Exposure to the ultraviolet component of sunlight may be associated with an increased risk for some skin cancers. The Ultraviolet Index (UVI) links a rating by the National Weather Service (NWS) of solar ultraviolet intensity (on a scale of 0 {minimal} to 10+ {very high}) to recommendations for appropriate sun-protection behaviors *. During the summers of 1994 and 1995, the NWS, in collaboration with the Environmental Protection Agency (EPA), the American Academy of Dermatology, the National Association of Physicians for the Environment, and CDC, disseminated UVI forecasts to selected major television stations and newspapers in the United States. In 1995, the Boston University School of Medicine conducted three surveys to evaluate how widely the UVI was televised, printed in newspapers, and used by adults (aged greater than or equal to 18 years) to modify their behaviors to reduce exposure to ultraviolet light. This report summarizes the findings of the evaluation, which indicate generally high rates of television broadcast and public awareness of the UVI.

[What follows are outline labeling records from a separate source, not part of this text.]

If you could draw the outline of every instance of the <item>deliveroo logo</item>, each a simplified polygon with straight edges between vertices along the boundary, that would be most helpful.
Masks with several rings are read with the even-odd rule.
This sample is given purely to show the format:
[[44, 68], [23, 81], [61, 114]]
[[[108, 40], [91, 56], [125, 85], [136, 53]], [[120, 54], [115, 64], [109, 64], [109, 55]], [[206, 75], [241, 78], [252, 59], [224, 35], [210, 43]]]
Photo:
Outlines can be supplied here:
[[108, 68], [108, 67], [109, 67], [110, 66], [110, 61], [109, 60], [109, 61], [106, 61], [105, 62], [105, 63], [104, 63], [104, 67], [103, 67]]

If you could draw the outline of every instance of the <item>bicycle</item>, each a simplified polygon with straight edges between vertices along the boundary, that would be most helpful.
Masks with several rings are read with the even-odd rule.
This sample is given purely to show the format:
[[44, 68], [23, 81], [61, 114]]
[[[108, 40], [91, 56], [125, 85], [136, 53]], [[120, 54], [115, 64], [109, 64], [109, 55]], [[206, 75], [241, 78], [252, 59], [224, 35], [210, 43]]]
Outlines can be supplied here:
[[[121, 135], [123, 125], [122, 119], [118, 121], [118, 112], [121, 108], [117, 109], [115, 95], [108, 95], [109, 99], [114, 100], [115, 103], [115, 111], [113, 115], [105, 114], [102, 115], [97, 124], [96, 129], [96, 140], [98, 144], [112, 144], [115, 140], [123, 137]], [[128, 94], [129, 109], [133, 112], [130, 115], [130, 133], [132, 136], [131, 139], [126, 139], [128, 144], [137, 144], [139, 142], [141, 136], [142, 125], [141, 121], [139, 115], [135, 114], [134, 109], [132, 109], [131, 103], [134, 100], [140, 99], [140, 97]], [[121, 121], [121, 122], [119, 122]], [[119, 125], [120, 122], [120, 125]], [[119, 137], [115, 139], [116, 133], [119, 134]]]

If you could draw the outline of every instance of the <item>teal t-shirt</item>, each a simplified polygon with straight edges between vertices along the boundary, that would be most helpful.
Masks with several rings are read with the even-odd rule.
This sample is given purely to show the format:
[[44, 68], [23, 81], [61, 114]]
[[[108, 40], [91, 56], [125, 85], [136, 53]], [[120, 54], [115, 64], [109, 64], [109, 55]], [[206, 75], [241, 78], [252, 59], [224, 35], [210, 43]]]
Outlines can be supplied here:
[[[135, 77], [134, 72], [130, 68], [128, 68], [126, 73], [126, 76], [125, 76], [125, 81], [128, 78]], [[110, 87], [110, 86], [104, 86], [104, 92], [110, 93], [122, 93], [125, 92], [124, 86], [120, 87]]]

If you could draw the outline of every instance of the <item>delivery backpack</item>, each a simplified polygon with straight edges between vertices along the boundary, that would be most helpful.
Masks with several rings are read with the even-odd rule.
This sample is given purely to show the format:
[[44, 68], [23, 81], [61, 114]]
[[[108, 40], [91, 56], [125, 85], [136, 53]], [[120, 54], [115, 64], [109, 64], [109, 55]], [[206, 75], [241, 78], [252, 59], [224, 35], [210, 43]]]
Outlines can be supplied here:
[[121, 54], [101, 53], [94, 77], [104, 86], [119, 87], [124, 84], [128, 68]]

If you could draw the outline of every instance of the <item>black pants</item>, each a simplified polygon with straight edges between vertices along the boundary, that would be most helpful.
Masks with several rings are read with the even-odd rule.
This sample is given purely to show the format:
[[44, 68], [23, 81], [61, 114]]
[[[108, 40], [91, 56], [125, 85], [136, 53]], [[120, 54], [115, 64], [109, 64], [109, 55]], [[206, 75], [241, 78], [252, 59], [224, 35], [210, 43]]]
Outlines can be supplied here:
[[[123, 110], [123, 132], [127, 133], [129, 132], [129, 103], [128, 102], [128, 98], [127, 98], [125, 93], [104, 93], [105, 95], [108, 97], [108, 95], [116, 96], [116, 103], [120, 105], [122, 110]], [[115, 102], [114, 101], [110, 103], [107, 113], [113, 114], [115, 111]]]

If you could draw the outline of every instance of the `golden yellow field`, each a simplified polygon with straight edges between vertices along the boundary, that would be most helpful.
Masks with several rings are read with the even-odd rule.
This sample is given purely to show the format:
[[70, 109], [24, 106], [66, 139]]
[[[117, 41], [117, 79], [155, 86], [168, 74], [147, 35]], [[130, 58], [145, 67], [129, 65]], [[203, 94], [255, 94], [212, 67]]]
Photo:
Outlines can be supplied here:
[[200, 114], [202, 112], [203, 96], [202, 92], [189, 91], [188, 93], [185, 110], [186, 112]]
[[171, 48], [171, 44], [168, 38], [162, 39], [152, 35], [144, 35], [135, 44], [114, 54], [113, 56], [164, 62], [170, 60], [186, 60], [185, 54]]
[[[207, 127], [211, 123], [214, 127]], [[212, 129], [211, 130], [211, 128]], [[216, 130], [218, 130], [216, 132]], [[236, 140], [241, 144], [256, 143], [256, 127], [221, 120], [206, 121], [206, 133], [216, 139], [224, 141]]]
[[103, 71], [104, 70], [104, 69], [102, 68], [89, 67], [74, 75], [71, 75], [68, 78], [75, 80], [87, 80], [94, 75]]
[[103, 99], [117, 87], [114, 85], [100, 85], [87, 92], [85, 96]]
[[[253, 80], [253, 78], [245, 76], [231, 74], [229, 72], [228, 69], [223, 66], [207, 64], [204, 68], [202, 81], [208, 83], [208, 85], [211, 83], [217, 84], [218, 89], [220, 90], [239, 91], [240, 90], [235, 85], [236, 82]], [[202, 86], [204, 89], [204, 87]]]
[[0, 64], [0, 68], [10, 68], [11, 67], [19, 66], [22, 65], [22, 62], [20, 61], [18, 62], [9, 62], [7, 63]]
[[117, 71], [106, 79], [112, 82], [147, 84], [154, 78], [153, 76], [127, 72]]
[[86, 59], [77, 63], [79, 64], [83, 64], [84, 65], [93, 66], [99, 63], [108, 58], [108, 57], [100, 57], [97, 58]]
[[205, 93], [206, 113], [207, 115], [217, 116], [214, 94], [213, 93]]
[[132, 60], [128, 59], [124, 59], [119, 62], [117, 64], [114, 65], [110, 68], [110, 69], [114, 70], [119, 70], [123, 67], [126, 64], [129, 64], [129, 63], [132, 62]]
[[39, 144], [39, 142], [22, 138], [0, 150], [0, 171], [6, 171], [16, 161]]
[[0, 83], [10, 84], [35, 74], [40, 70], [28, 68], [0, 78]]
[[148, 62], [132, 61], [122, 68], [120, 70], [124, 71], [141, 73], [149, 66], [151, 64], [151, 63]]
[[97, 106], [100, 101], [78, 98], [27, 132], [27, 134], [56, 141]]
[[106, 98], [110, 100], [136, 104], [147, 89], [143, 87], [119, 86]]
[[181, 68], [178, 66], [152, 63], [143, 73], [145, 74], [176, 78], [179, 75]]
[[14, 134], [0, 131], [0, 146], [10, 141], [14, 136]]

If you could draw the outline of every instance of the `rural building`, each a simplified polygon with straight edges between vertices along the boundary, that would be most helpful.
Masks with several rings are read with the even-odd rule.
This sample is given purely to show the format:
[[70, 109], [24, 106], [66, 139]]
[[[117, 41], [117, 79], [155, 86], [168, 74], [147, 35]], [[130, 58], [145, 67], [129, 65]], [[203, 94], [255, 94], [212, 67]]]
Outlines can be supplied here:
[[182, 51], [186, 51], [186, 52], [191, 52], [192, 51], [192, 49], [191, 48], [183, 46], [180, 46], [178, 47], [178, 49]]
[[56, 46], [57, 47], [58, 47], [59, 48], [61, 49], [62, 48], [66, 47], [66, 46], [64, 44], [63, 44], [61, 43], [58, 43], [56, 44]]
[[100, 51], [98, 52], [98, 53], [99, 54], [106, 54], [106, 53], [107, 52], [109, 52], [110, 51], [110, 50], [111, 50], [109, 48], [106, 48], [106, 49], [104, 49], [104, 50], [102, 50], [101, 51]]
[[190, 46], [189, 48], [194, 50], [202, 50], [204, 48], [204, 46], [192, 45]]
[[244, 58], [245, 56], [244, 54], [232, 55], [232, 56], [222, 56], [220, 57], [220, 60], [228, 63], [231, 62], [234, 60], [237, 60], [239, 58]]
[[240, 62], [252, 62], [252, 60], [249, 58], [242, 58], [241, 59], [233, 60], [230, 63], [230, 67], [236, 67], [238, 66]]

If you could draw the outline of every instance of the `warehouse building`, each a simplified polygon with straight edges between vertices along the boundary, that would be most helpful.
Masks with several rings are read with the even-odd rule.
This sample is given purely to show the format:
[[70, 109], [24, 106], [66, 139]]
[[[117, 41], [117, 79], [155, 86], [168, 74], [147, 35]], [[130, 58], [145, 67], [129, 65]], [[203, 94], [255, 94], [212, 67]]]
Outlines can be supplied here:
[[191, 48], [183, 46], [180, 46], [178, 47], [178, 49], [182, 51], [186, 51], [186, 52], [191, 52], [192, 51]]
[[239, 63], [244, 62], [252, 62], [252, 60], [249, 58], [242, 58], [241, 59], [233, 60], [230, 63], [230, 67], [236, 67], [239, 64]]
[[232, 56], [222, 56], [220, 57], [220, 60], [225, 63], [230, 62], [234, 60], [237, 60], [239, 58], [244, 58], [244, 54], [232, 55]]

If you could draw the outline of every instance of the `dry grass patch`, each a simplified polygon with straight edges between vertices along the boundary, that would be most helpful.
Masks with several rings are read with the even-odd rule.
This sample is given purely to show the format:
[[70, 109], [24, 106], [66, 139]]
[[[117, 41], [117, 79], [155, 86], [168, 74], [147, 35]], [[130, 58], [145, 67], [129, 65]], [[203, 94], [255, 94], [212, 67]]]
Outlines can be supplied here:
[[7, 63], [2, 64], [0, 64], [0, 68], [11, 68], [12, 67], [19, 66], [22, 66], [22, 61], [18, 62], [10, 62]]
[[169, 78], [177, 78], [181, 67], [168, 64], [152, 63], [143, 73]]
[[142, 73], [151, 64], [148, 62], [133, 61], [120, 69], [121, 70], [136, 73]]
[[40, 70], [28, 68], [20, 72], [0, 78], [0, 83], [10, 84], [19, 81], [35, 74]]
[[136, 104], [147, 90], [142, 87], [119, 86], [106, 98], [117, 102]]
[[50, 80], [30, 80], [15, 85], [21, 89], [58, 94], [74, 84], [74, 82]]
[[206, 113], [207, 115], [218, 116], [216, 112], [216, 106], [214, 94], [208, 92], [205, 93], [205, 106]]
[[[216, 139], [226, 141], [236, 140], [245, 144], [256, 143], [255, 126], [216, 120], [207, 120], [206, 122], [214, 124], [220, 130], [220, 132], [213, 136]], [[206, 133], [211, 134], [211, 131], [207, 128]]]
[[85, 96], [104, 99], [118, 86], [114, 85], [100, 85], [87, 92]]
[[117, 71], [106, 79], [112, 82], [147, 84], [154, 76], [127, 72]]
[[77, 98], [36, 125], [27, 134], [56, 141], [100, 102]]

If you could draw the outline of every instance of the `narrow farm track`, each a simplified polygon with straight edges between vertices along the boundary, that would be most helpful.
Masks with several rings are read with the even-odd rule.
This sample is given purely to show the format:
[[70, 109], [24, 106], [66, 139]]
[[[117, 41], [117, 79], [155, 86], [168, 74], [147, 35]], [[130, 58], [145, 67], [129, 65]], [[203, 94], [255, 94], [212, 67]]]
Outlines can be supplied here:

UVI forecasts were transmitted by radio daily from local weather offices to all 221 television stations and more than 100 newspapers in 58 selected U.S. cities (comprising one city in each state {most of these were the most populated city in each state} and Puerto Rico, Washington, D.C., and six other cities frequented by tourists). To determine how often the UVI was televised, in July 1995 questionnaires were mailed to weather forecasters at the 221 television stations; the questionnaire asked forecasters whether their station broadcast the UVI during the summers of 1994 and 1995 daily, only on weekends, only once a week, only on particularly hot or sunny days, or not at all. Open-ended questions were asked to obtain opinions about the UVI, how it was used, and suggestions for improvement of the information distributed with the UVI. To determine how often the UVI was published in newspapers, in 54 of the 58 cities the weather page of the newspaper with the highest circulation in each city was reviewed for one randomly chosen day during July 21-August 25, 1995 (newspapers from four cities were unavailable). To characterize use of the UVI by adults, in September 1995, random-digit-dialing was used to select a population-based probability sample of 700 white non-Hispanic and white Hispanic persons (who are at higher risk for melanoma) aged greater than or equal to 18 years living in households in the 58 cities and surrounding metropolitan areas. Responses were stratified according to demographic and socioeconomic variables of the 58 cities. Logistic regression was used to select the best set of statistically significant predictors of UVI awareness and change in habits.

All 221 television stations reported whether they had access to UVI information and used it in their weathercasts. Eighteen stations did not provide regularly scheduled weathercasts (n=14) or had inadequate access to NWS data (n=four). Of the remaining 203 stations, weather broadcasters at 185 (91%) stations provided follow-up interviews. Of these 185 television stations, 129 (70%) reported broadcasting the UVI daily; at least weekly reports were broadcast in 53 (91%) of the 58 cities. The 129 stations broadcasting the UVI daily potentially reached an estimated 13 million adults. In response to open-ended questions, more than half (95 {51%}) of the weather forecasters reported that they believed the UVI to be an important public health service and that it provides valuable information about sun protection. A total of 37 (20%) television stations reported impediments to incorporating the UVI into their forecasts (e.g., lack of time); 35 of these reported resistance to regularly reporting an index that may not change throughout the summer. Forecasters also suggested providing additional information with the UVI, including sun-protection information with easily understood messages for the public; improving graphics and mapping programs that depict UVI warnings; and simplifying recommendations, possibly by including a "minutes to burn" index for at-risk persons.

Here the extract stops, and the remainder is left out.